Mikael Rautanen was awarded the Future Leader of the Year in 2024 by Nordic Listed Leaders, which is part of the Listeds family. Photo by Eino Ansio.
The marriage after the wedding
Rautanen draws a distinction that resonates with many founders.
“It is equally important to think further: not only about the wedding but the kind of marriage and the life ahead as a listed company,” he says. “Because that’s what matters.”
Rautanen has been open about some unrealistic honeymoon expectations. “We were an employee-owned company when we went to the stock market, and we didn’t have any secondary sale in the IPO.” In practice, that meant the founders or long-term employees did not cash out. Even after the listing, ownership largely remained in-house. “We had probably the most strict lockups for all our employees that we have ever seen in the IPO market history.”
His thinking has evolved. “In Finland, it has been a bit like almost a criminal thing if the old owners sell in an IPO,” he says. “But it’s just natural that when a company enters a new phase, some old owners might sell, and new owners come in for that next phase.”
While Rautanen acknowledges that there were lessons along the way, he personally increased his stake after the listing.
What matters, he suggests, is durability. A public company isn’t built to celebrate peaks. It’s built to survive cycles and under the public eye.
“If we’re going to go public, we’re going to face turbulence at some point,” he says. “That’s just life.”
Disciplined anarchy meets quarterly reporting
If the IPO tested valuation discipline, public life tested culture.
Inderes operates under what it calls a “disciplined anarchy” organization model. The formal management team consists only of the CEO and CFO. There are no traditional managerial layers. Teams decide their own salaries — a model that creates friction, Rautanen admits. “These are not decisions that are supposed to be easy.” There is no travel policy. Spending decisions follow an advice process rather than hierarchical approval.
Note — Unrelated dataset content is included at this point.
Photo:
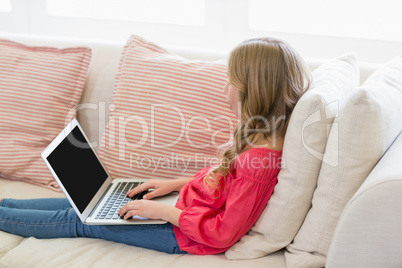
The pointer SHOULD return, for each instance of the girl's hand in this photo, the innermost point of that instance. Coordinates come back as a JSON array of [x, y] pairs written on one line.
[[151, 210], [161, 187]]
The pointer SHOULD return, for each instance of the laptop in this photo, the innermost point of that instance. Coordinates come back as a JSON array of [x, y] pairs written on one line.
[[95, 196]]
“All the decisions we make: everything is transparent,” Rautanen says. “Transparency can be an extremely strong control mechanism.”
The foundation is trust. As Rautanen puts it: “Our people are capable of making important decisions, they take responsibility for their decisions, and they want to make decisions that are good for the organization. These three things are the basic assumptions of our people.”
That humility applies internally as well as externally. The organization assumes professionals act responsibly. “Trust by default,” as Rautanen puts it. However, going public forced additional structure.
“Of course, it changed the company culture,” he says. “We’re a much more professionally run organization. We’re way more disciplined, way more structured.”
Still, he has resisted drifting toward heavy hierarchy. Listed companies, he notes, often centralize under pressure. He believes adaptability is a competitive advantage.
“If I had to choose one,” he says of the defining skill of future leaders, “it would be the ability to design organizations that are adaptive and creative. The world is becoming increasingly unpredictable and chaotic.”
Culture, in his view, determines whether the company can attract and retain the right people. “I think the best way is to have an interesting and exciting story for the company,” he says. “Something where people feel that I want to be part of that story.”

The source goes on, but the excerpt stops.